Giving Up On A Book

I rarely, rarely, start a book and don’t finish it. Sometimes I put it aside for a while, either because another book requires I read it, or because the book is not to my liking and I have to be in just the right mood to finish it. But I have just laid aside a book, unfinished, and placed it in the sale/donation pile. I won’t pick it up again.

Sorry, Messieurs Whitcomb and Morris, but your book didn’t speak to me. I abandon it and exile it to the sale/giveaway table.

A while ago I went looking for a book I was pretty sure was in a certain spot on our downstairs bookshelves, about the biblical book of Genesis, one I’ve been planning on reading but had kept putting off. But when I looked, I couldn’t find it. Another book was more or less in the place I thought that book was: The Genesis Flood. Fine, I thought. I’ll read that one since I found it and worry about the other one later.

Big mistake. TGF turned out to be a difficult book to read. It is filled with scientific names. It is also, to a great extent, composed of quotes from many sources rather than the authors’ own words. I have read books like that before, and large blocks of quotes tend to make the book difficult. Maybe boring.

I think the authors were building up to the creation of the world as having taken six literal days, rather than six periods of time. I think. They were holding their conclusions close to the chest. They began the book by looking at the different theories of historical geology, and how geologists have interpreted data throughout the ages, and why these different interpretations were insufficient to explain the data. I found this section not as well written as I would have liked, and was glad it was over.

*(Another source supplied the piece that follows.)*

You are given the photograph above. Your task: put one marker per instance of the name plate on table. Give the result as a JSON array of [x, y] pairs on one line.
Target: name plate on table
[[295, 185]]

But the next section, where they started to explain how the biblical flood explained the inconsistencies in the geological data wasn’t any better. I concluded these authors weren’t writing for me, or to be a popular book, but rather a scholarly book for geologists. I’ve read a couple of such books before. I finished them, but found them most difficult to get through.

Will I ever find the book I was looking for? Maybe I’m confusing The Genesis Flood for the book I was looking for. Or maybe it’s in a box somewhere. Ah, well, I have plenty of other books to read, so no need to spend a lot of time searching right now.